While the majority of the business is textbooks, Fitzgerald also had thousands of general fiction paperbacks.
He reckons he still has 10,000 to 20,000 books on hand.
Fitzgerald has been talking to a couple of potential buyers for the books, but he said even charities don't want most of the textbooks "and they'll probably end up going for paper recycling."
He said he'll miss the conversations with his customers.
"You could not ask for a better clientele in the university students. They're very friendly, very interesting and right now, you've got students and professors from all over the world," Fitzgerald said. "And just the general neighbourhood is a very friendly, supporting group of people."
He's made a lot of friends over the years.

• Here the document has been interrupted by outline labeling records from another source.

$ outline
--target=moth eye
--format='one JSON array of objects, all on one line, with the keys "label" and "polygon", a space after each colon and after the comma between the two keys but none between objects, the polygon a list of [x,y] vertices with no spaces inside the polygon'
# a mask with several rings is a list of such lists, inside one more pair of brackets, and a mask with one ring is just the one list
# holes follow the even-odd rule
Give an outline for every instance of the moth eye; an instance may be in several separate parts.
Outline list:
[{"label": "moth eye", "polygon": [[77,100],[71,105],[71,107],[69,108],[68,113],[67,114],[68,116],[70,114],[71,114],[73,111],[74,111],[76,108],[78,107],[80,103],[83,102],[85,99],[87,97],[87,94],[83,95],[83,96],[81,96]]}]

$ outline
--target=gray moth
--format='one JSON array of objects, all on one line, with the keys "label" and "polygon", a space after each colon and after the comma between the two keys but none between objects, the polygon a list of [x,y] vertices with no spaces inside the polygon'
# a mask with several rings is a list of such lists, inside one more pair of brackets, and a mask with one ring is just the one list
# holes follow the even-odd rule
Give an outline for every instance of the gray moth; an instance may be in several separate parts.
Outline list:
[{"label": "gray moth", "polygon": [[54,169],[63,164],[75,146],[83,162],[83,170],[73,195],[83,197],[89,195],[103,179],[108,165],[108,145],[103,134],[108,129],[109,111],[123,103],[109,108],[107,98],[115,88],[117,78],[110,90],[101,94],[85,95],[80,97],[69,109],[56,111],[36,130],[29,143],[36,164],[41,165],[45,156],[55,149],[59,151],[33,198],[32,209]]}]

"It is either a frantically busy job in September and January where you didn't even have time to think, or in the winter months, it'd be just the opposite.You would be sitting there with a newspaper and a cup of coffee and yapping with the customers about their favourite science fiction book or something."
While the bookstore may be closing, Fitzgerald will still be spending plenty of time reading.
"I'm a fanatic reader," he said. "I've always got to have a paperback with me. If I go to a restaurant or something like that, I've got to have a book with me … there are worse things to be addicted to."
Fitzgerald was worried he might be bored in retirement but he got a sneak peek of what it would be like when he had to close down due the pandemic.
"Since I was forced to take time off earlier in the summer when you couldn't have a bookstore open, I really enjoyed myself. I got into the power walks and and found out things about my neighborhood that I never knew before just walking around and meeting people."
Books Unlimited will close its doors in October.